Volatility Risk:
Volatility Is Not Risk

Regarding volatility risk, Chuck Carnevale of EDMP wrote an interesting piece of market commentary on Seeking Alpha entitled Why the Stock 'Market' is Like No Other Market. Carnevale's work is substantive and thorough, and almost always offers much to think about.

This particular article, for instance, elicited not one response from me, but two. But instead of hurriedly cobbling together my thoughts and posting them in the comment section of the Seeking Alpha piece, I've decided to take my time and draft something a little more formal and considered. I believe that the implications to long term investors warrants it.

The result is this page and one other: How to Invest in a Secular Bear Market.



Volatility Is Not Risk

For Carnevale, volatility risk is illusory, at least for long term investors, and he makes his case cogently:

"In the investing world, much is written about volatility. Many even consider volatility to be synonymous with risk. In our view, the risk is not the volatility; rather it's the reaction to volatility where true risk resides. If I am not planning to buy or sell today, then today's volatility does not, or at least should not, concern me. I know that in the long run operating performance is what matters most. I am better served focusing on how the businesses I own are performing."
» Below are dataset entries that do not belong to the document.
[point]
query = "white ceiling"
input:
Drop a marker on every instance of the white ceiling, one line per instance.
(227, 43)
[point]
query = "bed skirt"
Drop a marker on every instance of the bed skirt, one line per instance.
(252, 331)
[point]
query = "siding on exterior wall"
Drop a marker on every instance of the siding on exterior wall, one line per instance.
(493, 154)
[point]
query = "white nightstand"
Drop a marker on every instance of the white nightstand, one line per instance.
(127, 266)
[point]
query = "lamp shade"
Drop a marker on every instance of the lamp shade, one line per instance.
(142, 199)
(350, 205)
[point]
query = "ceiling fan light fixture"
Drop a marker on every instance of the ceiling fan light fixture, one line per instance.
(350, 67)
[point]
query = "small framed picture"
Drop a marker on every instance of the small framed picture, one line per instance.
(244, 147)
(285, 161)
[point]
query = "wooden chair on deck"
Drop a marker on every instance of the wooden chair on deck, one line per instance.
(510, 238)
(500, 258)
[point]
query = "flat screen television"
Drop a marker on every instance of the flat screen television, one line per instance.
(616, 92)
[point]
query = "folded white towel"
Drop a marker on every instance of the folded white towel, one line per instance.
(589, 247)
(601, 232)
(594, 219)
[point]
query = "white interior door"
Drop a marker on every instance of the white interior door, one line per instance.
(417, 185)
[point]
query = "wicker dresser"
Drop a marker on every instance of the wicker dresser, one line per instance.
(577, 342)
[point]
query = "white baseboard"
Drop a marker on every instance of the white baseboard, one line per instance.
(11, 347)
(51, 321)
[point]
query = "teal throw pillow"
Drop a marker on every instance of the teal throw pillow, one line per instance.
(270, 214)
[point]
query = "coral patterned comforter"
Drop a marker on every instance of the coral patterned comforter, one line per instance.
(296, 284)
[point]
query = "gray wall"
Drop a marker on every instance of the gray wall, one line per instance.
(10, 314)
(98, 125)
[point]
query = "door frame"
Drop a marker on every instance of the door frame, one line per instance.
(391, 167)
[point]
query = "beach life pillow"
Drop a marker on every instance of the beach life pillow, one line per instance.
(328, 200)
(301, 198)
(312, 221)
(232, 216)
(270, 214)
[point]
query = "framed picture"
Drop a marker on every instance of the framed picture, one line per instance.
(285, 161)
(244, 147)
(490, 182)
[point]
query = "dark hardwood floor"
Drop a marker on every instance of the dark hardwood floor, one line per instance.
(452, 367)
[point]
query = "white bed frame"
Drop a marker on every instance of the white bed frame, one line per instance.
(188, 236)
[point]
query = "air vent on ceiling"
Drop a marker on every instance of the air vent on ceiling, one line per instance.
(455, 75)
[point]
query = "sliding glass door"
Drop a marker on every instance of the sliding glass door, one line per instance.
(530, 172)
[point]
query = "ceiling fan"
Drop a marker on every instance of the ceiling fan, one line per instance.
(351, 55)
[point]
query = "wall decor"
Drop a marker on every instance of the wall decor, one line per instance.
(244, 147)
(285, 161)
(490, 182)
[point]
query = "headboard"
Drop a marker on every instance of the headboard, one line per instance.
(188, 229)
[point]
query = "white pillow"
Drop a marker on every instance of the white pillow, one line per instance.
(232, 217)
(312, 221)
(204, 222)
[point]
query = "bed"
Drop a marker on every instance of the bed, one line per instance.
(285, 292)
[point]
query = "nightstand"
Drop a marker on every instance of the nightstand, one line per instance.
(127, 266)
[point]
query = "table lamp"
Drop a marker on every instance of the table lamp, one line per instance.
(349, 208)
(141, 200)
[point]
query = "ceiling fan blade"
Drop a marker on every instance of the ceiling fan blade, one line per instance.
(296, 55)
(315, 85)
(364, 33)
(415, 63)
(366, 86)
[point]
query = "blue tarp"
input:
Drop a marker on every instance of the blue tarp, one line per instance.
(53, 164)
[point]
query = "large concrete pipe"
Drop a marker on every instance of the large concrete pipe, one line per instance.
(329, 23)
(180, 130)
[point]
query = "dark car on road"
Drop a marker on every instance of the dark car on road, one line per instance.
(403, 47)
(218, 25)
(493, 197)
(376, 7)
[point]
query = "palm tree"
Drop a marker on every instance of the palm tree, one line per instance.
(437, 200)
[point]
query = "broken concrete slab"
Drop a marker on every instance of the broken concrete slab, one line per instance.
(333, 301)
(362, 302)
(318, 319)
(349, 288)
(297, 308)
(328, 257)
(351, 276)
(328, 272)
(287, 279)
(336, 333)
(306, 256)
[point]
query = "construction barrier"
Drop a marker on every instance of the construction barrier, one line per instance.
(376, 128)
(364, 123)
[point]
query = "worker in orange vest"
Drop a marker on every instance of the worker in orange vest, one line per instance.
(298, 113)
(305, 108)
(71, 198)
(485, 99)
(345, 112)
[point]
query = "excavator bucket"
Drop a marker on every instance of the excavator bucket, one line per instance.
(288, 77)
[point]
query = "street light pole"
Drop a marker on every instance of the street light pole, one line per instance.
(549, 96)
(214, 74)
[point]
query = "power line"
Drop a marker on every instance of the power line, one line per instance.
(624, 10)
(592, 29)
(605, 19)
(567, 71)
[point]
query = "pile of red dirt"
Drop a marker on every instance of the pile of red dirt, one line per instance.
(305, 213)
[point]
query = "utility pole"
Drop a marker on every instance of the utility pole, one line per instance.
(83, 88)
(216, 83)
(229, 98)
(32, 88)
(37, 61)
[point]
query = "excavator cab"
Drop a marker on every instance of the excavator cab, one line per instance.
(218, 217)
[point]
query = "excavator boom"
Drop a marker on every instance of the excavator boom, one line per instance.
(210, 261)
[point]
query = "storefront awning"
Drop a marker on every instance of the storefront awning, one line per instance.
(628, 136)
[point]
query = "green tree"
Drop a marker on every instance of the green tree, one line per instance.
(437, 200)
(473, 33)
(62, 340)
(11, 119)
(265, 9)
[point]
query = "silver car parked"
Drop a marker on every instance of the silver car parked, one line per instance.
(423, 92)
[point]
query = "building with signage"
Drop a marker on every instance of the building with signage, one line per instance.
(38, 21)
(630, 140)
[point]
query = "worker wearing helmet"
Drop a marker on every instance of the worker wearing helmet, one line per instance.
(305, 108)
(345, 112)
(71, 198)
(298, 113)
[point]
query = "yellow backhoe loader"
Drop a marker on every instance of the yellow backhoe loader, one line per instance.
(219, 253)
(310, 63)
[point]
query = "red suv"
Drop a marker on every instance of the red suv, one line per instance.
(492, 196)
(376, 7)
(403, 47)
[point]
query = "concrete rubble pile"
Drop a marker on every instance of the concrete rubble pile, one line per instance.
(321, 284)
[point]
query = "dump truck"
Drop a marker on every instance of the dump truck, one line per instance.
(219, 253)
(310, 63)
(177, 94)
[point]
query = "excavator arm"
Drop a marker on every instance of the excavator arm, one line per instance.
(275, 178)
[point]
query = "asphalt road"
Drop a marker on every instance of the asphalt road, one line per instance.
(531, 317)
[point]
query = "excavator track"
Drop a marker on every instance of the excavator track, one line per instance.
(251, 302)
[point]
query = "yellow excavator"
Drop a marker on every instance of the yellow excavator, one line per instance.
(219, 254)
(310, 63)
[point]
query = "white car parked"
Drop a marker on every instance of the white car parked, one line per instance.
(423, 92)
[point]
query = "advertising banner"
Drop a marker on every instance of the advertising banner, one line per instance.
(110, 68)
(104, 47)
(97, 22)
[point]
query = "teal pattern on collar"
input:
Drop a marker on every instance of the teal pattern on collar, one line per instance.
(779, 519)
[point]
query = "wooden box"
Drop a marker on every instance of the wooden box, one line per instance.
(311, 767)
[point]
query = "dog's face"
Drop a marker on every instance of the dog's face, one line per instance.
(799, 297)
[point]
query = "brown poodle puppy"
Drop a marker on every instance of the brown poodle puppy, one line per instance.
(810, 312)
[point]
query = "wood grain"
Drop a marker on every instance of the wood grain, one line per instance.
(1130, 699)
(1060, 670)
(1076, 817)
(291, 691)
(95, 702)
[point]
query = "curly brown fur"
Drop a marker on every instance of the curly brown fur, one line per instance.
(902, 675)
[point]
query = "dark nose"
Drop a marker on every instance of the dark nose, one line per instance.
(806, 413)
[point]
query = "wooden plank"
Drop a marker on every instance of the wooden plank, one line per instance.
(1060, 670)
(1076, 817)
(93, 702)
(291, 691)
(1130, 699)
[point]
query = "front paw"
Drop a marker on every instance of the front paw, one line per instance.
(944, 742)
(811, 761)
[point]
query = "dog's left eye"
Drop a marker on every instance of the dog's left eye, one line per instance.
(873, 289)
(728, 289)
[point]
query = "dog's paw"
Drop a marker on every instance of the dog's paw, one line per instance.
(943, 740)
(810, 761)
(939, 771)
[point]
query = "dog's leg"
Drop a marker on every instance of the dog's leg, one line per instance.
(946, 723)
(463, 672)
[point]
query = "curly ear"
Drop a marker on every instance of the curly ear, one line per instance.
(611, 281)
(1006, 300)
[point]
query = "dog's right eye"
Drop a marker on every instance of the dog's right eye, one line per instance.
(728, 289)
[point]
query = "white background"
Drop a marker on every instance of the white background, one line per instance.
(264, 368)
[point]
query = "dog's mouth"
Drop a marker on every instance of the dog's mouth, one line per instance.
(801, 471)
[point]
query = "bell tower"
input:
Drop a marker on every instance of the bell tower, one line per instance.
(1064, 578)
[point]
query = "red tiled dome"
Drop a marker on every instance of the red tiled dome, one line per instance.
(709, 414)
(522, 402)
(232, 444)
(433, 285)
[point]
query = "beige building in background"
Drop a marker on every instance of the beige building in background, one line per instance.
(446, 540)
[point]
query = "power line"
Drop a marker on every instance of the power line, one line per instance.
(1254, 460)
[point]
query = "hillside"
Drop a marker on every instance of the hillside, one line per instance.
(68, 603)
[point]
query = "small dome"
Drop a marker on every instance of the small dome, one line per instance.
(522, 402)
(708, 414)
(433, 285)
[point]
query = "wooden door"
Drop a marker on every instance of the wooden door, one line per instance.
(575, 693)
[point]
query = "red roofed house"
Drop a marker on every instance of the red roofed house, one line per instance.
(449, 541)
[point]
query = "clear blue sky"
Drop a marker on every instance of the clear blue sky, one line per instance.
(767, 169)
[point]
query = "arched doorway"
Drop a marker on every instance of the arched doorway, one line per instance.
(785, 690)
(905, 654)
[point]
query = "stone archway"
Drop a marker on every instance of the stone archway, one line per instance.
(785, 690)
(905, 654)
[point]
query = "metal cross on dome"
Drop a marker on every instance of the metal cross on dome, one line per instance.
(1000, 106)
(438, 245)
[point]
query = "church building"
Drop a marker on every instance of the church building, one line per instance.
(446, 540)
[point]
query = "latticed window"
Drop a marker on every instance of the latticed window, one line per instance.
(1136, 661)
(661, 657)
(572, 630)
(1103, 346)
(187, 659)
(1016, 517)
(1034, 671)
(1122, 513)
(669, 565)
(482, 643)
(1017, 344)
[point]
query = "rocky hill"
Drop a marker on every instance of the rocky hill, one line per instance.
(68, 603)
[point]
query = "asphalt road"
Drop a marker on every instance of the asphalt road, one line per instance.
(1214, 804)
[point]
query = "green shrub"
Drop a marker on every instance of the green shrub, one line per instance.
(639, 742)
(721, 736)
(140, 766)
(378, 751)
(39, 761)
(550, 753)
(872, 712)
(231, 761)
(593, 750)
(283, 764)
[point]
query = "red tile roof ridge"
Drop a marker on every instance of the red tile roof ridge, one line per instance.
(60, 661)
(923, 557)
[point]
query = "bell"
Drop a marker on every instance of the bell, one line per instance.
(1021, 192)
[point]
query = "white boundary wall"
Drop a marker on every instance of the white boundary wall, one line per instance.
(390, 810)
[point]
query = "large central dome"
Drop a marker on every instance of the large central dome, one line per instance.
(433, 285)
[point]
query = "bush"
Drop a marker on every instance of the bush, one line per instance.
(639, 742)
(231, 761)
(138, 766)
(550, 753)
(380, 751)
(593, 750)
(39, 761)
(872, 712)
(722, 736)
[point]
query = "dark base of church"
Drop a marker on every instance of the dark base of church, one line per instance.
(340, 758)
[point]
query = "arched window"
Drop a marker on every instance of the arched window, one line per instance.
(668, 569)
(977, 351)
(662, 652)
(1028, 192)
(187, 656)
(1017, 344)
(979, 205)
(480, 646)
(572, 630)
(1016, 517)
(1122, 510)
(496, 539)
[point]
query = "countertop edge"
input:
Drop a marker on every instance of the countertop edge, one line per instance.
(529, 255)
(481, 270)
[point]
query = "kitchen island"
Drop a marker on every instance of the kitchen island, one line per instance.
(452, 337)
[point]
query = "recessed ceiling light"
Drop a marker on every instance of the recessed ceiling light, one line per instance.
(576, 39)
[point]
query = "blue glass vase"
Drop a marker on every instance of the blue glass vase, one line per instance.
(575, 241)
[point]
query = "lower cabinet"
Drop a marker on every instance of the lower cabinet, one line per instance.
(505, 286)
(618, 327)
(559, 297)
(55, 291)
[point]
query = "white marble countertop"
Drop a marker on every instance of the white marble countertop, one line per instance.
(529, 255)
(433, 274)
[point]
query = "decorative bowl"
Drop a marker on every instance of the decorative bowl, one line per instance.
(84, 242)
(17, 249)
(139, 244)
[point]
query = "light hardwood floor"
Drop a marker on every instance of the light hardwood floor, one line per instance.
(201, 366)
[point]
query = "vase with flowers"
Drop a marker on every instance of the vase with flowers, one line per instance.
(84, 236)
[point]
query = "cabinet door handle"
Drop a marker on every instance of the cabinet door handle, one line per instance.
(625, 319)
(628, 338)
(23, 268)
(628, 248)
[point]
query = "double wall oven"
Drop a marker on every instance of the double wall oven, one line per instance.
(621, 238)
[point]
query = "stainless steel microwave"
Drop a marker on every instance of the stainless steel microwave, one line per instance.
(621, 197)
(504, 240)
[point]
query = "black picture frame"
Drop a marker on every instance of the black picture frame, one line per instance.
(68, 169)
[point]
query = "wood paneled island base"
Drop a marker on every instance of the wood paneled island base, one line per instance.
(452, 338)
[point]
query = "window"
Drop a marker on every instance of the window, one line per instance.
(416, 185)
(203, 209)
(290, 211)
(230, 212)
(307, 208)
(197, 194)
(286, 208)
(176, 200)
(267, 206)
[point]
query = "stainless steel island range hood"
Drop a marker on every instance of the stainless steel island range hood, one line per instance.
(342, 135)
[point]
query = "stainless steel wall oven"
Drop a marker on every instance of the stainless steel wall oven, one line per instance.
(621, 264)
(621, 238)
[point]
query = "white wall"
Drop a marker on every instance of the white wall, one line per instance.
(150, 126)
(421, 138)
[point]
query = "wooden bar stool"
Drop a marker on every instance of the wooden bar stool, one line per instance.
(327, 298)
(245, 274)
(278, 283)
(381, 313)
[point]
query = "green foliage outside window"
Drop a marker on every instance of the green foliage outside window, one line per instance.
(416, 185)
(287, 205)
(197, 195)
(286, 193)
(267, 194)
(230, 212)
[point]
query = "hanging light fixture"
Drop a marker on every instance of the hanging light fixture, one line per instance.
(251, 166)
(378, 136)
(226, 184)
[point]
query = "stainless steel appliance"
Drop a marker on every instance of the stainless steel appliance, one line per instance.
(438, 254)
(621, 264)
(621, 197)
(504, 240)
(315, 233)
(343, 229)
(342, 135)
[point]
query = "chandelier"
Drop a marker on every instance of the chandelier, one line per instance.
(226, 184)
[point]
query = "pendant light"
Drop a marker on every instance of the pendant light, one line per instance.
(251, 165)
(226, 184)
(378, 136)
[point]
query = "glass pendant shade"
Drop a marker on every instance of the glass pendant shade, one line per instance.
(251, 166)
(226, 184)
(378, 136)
For traders, volatility risk is very real, of course, because volatility is both risk and opportunity. That's just the nature of trading. I've written elsewhere that trading, especially option trading, is essentially leveraged bets on nothing other than the near term behavior of other traders.

For traders, it's imperative that they cut their losing bets short, not attempt to ride them out. For Carnevale and his long term investors, the opposite is true. Traders make their living by their own wits and efforts whereas long term investors make theirs by sharing in the real profits from the real operations of real businesses

But what about those of us who are somewhere in between--savvy long term investors who own shares of high quality companies that we intend to, in Warren Buffett style, "own forever," but who have also learned to use options from an investing perspective rather than from a trading perspective?

For those of us who use various option trading strategies to either acquire quality stocks for significant discounts or to continually lower the cost basis on our existing holdings (the twin purposes of what I call Leveraged Investing), do market fluctuations pose the same risk to us as they do to pure traders?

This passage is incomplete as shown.